Offizielle Synopsis: Die 28-jährige Künstlerin Mina verirrt sich in einem abgelegenen Waldstück im Westen Irlands. Als sie einen Unterschlupf findet, tappt sie unwissentlich in die Falle von drei ihr fremden Personen, die jede Nacht von mysteriösen Kreaturen beobachtet und verfolgt werden.

Kritik: Ich gehöre zu denen, die gehofft hatten, dass M. Nighty Shyamalan nach diversen Misserfolgen und Fehlstarts langsam aus der Branche raustrocknen würde.
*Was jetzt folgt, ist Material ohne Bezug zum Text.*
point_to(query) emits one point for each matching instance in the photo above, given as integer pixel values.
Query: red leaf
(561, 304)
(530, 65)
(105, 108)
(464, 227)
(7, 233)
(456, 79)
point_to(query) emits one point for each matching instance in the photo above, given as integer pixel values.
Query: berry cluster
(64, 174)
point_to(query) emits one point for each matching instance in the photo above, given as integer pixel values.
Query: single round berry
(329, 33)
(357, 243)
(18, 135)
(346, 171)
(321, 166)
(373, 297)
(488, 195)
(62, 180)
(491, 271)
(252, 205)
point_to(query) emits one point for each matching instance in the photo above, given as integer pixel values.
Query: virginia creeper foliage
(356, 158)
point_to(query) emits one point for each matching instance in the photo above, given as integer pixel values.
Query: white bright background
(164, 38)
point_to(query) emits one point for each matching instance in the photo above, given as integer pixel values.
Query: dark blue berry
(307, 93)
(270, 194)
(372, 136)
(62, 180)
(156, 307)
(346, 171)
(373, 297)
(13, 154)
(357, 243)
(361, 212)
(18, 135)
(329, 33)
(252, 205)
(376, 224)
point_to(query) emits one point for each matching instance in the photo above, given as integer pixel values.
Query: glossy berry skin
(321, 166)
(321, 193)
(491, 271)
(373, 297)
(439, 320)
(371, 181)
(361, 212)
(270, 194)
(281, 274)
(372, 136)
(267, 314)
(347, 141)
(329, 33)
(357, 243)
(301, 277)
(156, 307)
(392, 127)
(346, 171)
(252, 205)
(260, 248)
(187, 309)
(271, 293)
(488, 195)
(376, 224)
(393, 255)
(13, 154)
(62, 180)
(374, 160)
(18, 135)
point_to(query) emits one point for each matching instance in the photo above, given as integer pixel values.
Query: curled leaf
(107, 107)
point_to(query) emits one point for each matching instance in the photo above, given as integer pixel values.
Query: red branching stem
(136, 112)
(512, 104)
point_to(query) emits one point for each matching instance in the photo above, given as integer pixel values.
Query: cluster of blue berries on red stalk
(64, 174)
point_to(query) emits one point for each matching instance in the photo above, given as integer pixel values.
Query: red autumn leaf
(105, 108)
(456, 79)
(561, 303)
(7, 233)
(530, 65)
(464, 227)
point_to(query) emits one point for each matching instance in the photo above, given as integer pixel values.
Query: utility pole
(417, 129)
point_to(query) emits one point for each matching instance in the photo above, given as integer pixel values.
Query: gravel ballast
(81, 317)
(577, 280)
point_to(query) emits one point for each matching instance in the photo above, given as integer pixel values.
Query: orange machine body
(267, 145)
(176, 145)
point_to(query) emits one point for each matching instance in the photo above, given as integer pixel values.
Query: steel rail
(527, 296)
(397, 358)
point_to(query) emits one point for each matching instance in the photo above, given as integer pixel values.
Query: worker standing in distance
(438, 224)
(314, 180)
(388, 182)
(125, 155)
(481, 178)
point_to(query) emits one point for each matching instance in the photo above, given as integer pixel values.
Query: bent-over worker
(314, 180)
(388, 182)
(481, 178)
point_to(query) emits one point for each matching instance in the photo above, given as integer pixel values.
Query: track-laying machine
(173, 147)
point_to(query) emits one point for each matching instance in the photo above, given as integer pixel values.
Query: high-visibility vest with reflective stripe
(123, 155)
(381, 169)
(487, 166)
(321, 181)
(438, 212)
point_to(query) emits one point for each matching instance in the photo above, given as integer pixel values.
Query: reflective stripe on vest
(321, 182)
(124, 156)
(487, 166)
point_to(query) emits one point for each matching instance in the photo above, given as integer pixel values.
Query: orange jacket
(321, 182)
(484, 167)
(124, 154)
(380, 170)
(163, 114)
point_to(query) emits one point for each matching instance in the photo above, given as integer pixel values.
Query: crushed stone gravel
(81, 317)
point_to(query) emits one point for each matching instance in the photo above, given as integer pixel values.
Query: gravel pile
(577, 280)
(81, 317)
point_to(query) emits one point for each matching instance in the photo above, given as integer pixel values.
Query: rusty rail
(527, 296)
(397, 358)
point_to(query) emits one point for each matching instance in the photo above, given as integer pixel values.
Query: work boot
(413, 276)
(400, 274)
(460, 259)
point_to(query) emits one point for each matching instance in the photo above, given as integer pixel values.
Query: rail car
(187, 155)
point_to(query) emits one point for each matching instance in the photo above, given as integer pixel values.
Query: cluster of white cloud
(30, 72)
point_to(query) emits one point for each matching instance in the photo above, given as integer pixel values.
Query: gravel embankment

Ein “one hit wonder”, der seine eigene Masche mit nachlassender Rendite zu Tode geritten hat – und darüber hinaus.

Aber nein, es wäre ja zu schön gewesen. Mit Ishana Shyamalan übernimmt seine Tochter den Staffelstab – und liefert genauso überfrachtetes und gleichzeitig ausgehungertes Konzeptkino ab, bei dem man sein Hirn nicht nur abschalten, sondern mit einem genagelten Baseballschläger totschlagen muss, um die Laufzeit zu überstehen.

Ich habe selten einen Film gesehen, der von der ersten Minute auf wirklich jeder Ebene versagt. Es wäre ja noch okay, wenn wir das Setup des Films für an den Haaren herbeigezogen halten würden. Das kann man mit einer schnittigen Inszenierung und spannenden Twists auffangen. Aber wir glauben hier keine der Figuren, keinen Dialog, keinen Konflikt. Es wirkt, als wäre Ishana Shyamalan nicht in unserer Welt aufgewachsen, sondern in den Filmen ihres Vaters, weshalb es ihr unmöglich ist, zum Zuschauer eine Verbindung aufzubauen.

Picken wir zur Illustration nur ein Detail raus. Mina (die trotz aller Inhaltsangaben keine erkennbare Künstlerin ist) bekommt den Auftrag, einen seltenen Papagei in den Zoo zu bringen. Selbst wenn die Stadt, in der sich Mina befindet, an der anderen Seite der irischen Insel liegen würde, wären das Luftlinie keine 300 Meilen. Ich hab’s nachgemessen. Trotzdem meint ihr Boss, es wäre “eine Tagesreise nach Belfast”. Wer redet denn so?! Sind wir hier in einem Western, wo man sich “in drei Monden am großen Fluß” trifft?!

Kein Ohr für Sprache, kein Gespür für Menschen, kein Sinn für Spannung.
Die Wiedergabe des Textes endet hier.